Schwule sind keine Karnickel, aber es gibt eine große Vielfalt des möglichen Beisammenseins. Sagt Stefan Mielchen, Chefredakteur des Schwulenmagazins hinnerk, im Zuender-Interview. Und wenn es um HIV geht, ist die Moralkeule nicht angebracht

Seit es AIDS gibt, sind Schwule die am stärksten betroffene Gruppe. Und auch von den Neuinfizierten ist die Mehrzahl der Betroffenen männlich und homosexuell. Doch neben dem Virus leidet die Szene auch unter Schuldzuweisungen – vom ausschweifenden Lebenswandel bis hin zum Vorwurf, sich aus Leichtsinn beim ungeschützten Sex mit HIV zu infizieren. Grundtenor: Selber schuld. Stefan Mielchen, Chefredakteur des Hamburger Schwulenmagazins Hinnerk will das nicht mehr. Denn Zahlen sind eben nicht alles.
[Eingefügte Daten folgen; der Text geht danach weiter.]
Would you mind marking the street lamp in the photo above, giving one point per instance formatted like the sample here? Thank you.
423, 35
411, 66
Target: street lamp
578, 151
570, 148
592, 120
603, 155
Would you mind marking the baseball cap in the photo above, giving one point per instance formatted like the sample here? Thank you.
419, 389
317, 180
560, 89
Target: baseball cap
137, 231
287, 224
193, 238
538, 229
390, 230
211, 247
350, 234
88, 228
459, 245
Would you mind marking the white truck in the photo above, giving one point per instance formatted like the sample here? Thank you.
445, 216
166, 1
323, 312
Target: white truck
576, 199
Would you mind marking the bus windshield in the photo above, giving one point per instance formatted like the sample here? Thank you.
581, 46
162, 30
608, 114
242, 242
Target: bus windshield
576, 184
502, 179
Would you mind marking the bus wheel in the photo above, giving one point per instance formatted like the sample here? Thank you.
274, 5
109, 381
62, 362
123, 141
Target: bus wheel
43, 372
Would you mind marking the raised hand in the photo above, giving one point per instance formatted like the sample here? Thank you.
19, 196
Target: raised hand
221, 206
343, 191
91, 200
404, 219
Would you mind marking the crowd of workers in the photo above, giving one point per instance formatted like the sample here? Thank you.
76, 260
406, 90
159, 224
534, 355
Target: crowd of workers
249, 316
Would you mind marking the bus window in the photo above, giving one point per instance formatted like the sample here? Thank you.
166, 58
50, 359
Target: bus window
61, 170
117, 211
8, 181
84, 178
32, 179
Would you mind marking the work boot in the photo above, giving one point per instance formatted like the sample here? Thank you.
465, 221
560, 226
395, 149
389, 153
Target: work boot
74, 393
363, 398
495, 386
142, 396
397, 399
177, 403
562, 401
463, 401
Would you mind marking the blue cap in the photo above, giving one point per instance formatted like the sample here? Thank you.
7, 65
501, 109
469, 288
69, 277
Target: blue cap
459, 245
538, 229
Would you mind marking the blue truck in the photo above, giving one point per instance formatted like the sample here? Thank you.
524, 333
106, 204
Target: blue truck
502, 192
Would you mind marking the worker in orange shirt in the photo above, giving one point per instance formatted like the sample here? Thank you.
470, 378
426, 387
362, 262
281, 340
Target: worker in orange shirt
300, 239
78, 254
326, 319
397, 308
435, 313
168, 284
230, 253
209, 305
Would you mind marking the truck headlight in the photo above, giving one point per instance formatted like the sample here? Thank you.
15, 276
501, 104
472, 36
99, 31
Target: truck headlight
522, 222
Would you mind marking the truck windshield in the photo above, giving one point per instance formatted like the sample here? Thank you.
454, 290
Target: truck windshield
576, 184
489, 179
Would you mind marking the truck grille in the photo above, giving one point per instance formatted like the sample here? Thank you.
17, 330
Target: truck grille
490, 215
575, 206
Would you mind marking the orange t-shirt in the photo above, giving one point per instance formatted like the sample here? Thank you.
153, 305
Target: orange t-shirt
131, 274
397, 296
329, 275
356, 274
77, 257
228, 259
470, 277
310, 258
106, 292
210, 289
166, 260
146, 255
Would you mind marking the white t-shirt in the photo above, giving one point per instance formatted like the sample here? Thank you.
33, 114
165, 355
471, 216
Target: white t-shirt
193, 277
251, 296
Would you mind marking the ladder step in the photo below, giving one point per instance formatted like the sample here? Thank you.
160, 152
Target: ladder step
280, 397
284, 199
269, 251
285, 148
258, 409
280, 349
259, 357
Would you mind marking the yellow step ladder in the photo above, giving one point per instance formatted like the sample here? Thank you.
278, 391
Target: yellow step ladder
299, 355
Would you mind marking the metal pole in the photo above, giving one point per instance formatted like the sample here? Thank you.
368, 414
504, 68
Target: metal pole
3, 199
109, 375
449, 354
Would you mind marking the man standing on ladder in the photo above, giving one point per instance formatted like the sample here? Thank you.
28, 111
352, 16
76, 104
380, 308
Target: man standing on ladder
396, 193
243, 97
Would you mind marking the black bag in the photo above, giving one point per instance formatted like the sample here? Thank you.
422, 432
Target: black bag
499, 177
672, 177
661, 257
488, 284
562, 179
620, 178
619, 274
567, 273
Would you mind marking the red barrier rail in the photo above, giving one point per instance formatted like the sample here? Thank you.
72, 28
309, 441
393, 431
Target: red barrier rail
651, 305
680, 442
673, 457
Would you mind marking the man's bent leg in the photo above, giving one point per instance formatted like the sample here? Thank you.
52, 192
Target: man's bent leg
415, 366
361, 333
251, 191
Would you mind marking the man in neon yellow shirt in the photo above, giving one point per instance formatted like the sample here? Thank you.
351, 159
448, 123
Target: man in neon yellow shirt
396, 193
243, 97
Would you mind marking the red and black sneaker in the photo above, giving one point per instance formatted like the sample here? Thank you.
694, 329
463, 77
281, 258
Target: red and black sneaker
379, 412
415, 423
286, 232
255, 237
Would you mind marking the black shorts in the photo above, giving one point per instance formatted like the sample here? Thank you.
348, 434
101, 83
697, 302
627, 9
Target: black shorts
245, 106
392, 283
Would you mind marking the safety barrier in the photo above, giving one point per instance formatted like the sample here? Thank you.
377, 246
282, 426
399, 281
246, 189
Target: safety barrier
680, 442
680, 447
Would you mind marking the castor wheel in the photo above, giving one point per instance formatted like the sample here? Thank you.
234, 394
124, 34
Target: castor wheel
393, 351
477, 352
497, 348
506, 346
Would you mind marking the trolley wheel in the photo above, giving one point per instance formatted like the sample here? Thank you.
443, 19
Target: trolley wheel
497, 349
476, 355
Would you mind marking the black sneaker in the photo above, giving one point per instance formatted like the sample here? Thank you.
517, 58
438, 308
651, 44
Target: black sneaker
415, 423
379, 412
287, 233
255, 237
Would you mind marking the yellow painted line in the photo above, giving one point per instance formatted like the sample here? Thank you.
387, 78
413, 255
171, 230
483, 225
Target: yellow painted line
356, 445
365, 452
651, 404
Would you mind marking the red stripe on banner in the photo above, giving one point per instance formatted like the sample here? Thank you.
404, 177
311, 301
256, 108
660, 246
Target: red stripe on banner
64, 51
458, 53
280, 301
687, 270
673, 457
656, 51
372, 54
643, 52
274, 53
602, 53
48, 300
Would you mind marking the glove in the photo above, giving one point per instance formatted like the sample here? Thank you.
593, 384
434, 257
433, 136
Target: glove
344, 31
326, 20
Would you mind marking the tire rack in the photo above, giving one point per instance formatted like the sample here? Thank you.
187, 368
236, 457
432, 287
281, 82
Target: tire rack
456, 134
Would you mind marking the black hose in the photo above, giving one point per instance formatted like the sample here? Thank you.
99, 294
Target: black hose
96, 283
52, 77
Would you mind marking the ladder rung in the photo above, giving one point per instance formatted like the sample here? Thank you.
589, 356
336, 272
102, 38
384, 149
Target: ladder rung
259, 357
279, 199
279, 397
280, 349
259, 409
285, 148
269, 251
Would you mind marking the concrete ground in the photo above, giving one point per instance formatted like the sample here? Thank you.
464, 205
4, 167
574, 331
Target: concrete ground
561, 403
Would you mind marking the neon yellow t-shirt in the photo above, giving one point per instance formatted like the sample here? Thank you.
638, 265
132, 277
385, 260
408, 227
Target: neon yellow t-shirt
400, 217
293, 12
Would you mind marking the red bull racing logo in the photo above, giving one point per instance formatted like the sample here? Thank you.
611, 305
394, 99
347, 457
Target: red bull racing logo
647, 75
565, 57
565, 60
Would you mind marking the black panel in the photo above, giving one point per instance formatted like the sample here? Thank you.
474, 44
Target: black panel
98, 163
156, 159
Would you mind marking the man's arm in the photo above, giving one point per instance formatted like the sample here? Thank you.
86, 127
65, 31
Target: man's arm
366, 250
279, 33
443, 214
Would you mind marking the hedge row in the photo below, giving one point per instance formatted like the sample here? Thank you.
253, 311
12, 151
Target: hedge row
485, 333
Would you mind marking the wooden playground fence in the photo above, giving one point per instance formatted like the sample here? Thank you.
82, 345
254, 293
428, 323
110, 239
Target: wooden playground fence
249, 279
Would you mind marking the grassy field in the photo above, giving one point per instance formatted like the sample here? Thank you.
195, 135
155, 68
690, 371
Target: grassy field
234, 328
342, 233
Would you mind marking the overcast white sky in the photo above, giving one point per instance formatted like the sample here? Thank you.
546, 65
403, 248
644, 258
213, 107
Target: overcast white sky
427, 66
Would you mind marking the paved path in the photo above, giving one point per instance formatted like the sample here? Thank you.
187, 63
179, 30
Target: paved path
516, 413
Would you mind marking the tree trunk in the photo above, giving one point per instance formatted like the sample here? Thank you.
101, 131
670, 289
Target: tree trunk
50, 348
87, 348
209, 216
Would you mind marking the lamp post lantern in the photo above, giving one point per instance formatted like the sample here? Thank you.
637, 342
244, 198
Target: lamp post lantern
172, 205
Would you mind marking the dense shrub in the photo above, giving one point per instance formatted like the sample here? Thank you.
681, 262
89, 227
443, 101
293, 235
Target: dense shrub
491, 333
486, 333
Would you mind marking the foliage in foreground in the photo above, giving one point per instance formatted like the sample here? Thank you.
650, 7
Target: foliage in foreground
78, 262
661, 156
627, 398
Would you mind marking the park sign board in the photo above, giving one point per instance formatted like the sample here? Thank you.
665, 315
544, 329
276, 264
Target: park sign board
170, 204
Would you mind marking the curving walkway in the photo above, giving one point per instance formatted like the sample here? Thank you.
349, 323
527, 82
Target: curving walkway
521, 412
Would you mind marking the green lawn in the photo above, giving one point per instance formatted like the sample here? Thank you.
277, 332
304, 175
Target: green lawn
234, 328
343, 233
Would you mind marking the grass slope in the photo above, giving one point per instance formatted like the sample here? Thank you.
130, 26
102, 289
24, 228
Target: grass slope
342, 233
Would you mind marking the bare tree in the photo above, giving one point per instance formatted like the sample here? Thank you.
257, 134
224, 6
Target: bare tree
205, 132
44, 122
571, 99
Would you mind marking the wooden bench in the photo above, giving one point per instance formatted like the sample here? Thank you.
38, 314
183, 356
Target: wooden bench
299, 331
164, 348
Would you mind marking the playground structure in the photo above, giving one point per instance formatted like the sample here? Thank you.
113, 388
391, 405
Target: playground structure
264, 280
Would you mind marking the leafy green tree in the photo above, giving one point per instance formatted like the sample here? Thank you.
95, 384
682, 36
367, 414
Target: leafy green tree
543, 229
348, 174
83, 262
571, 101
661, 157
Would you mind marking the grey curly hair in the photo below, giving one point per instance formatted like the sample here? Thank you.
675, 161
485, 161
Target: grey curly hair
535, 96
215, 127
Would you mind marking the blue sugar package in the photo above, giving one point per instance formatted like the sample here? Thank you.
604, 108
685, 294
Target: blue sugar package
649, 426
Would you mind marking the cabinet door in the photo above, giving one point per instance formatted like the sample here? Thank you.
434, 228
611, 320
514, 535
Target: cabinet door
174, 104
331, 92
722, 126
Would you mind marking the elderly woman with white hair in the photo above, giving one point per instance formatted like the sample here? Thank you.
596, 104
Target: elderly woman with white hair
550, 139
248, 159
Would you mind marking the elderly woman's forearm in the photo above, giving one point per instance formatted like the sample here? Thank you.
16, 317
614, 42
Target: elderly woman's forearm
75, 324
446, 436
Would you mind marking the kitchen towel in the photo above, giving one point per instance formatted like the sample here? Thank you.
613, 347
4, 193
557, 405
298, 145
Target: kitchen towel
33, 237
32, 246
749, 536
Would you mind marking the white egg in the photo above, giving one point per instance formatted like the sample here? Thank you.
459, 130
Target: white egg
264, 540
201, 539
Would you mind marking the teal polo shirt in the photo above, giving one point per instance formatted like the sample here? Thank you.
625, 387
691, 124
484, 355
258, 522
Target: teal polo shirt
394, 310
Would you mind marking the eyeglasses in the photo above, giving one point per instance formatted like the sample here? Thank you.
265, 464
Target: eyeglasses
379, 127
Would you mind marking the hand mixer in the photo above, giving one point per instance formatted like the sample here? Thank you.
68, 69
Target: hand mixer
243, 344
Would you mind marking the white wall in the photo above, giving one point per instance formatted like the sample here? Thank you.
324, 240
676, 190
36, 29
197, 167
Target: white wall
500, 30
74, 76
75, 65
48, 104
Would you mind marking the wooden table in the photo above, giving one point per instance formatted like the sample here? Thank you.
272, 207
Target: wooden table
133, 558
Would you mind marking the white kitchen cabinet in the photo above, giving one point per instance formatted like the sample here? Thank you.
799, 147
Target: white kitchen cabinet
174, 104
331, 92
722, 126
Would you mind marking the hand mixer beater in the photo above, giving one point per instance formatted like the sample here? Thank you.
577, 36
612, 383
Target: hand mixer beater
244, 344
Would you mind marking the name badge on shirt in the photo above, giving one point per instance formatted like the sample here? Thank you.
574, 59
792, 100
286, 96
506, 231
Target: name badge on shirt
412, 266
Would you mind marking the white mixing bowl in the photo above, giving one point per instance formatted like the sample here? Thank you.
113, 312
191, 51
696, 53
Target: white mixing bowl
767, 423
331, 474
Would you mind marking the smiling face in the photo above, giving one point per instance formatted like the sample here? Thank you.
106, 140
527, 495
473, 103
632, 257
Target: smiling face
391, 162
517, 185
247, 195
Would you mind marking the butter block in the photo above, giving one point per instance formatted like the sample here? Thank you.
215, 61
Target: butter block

Im vergangenen Jahr war die Zahl der HIV-Neuinfektionen so hoch wie seit Beginn der neunziger Jahre nicht mehr - vor allem bei Homosexuellen. Sind die zu unvorsichtig?

Es gibt Zahlen, die belegen, dass 70 Prozent der schwulen Männer geschützten Sex haben - sonst hätten wir auch ganz andere Neuinfektionsraten. Aber es ist nach wie vor so, dass wir die am meisten betroffene Gruppe sind und entsprechend haben wir uns auch zu verhalten. Ob wir das immer tun oder nicht, ist eine spannende Frage.

Was mich aber nervt, sind pauschale Behauptungen: „Die Schwulen treiben’s eh wie die Karnickel, kein Wunder, dass die Zahlen hochgehen.“ So wird ja gern argumentiert. Aber wenn Franz Beckenbauer auf einer Weihnachtsfeier ein Kind zeugt, dann ist er für die Öffentlichkeit irgendwie ein toller Kerl, und kein Mensch fragt danach, warum er eigentlich kein Kondom benutzt hat.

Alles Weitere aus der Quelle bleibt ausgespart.